Moreover, NERA based these scenarios on the more recent 2013 Annual Energy Outlook and the International Energy Outlook issued by the Energy Information Administration (EIA). The older study used the 2011 versions of these reports.
NERA said that the updated analysis confirms and extends the findings of the earlier study.
“LNG exports provide net economic benefits in all the scenarios investigated, and the greater the level of exports, the greater the benefits,” according to a statement by David Montgomery, NERA senior vice president.
In all, prices would prevent the US from shipping too much LNG out of the country, NERA said.
If prices rise much above current expectations, then little if any LNG would be exported, NERA said. Likewise, if supplies are large, then there would be enough gas for both domestic and overseas markets, and prices would correspondingly be low.
The update attempts to respond to several issues raised since the DOE issued NERA's earlier report, the consultancy said.
The updated study uses more recent data; considers the cumulative effects of additional LNG licences; reviews the effect that LNG exports would have on the nation's chemical industry; and measures how LNG exports would affect employment.
The US has so far issued six LNG export licences, with the most recent one going to Sempra Energy's Cameron project in Louisiana.
Some in the chemical industry have been wary about the US issuing what they consider too many export licences. Chemical producers such as Dow Chemical, Huntsman and Eastman Chemical fear this could limit available supplies of natural gas, causing prices to rise.

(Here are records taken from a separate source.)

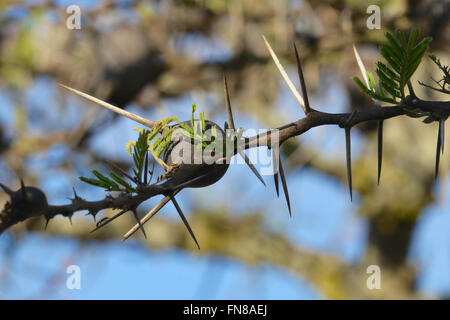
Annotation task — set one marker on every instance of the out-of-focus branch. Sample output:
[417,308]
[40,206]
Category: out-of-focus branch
[245,240]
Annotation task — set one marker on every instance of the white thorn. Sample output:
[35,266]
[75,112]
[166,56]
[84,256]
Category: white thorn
[285,76]
[115,109]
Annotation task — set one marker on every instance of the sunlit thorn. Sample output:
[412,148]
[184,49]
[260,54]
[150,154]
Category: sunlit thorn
[349,160]
[186,223]
[285,76]
[380,147]
[111,107]
[361,66]
[146,168]
[139,222]
[302,80]
[228,104]
[284,184]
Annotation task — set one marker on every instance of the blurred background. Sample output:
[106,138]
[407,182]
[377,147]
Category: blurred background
[156,58]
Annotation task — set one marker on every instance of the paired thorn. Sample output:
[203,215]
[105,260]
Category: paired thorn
[349,160]
[362,68]
[231,121]
[439,146]
[186,223]
[250,165]
[380,147]
[103,222]
[276,161]
[146,168]
[302,80]
[132,116]
[284,184]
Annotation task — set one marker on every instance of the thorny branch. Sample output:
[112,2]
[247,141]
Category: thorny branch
[126,201]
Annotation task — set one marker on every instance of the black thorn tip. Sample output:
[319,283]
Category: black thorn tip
[275,164]
[105,221]
[146,168]
[139,222]
[438,153]
[6,189]
[186,223]
[24,191]
[251,166]
[228,103]
[285,189]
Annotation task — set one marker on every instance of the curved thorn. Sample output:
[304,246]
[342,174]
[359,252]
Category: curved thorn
[7,190]
[302,80]
[349,160]
[139,222]
[146,168]
[250,165]
[148,216]
[115,109]
[186,223]
[104,222]
[228,104]
[438,152]
[285,190]
[380,147]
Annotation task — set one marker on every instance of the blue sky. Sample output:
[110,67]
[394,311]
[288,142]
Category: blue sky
[324,220]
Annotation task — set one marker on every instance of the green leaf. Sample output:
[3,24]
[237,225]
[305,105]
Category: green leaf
[371,81]
[111,184]
[94,182]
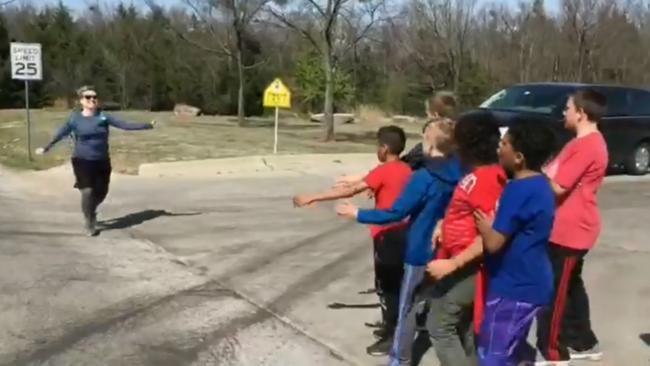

Several chemical companies have joined the group America's Energy Advantage (AEA), which advocates against unhindered LNG exports.
Trent Duffy, a spokesperson for AEA, said that he had not had a chance to look in depth at the study as of late Thursday but cast doubt on its analysis.
"It was paid for by a major gas exporter, so we won't be surprised if it has a pro-export tilt," he said.
A copy of the updated NERA study can be downloaded on this website.
Here are some of the key findings in the updated study and the differences between the earlier one:
NERA analysed scenarios in which no limits were placed on LNG exports. The previous study specified a limit of 12 billion cubic feet/day (bcf/day).
US natural gas prices do not become linked to world oil prices.
In five of the study's nine unconstrained export scenarios, US LNG exports would exceed 12 bcf/day.
Unlimited exports always created more benefits than limited ones. Even when US consumer costs rose, these were more than offset by increases in export revenues as well as wealth transfers from overseas. These transfers came in the form of payments for liquefaction services.
The NERA study found no support that unlimited LNG exports would disrupt the petrochemical and manufacturing renaissance taking place in the US. In fact, companies that rely on natural gas liquids (NGLs), particularly ethane, would grow more rapidly.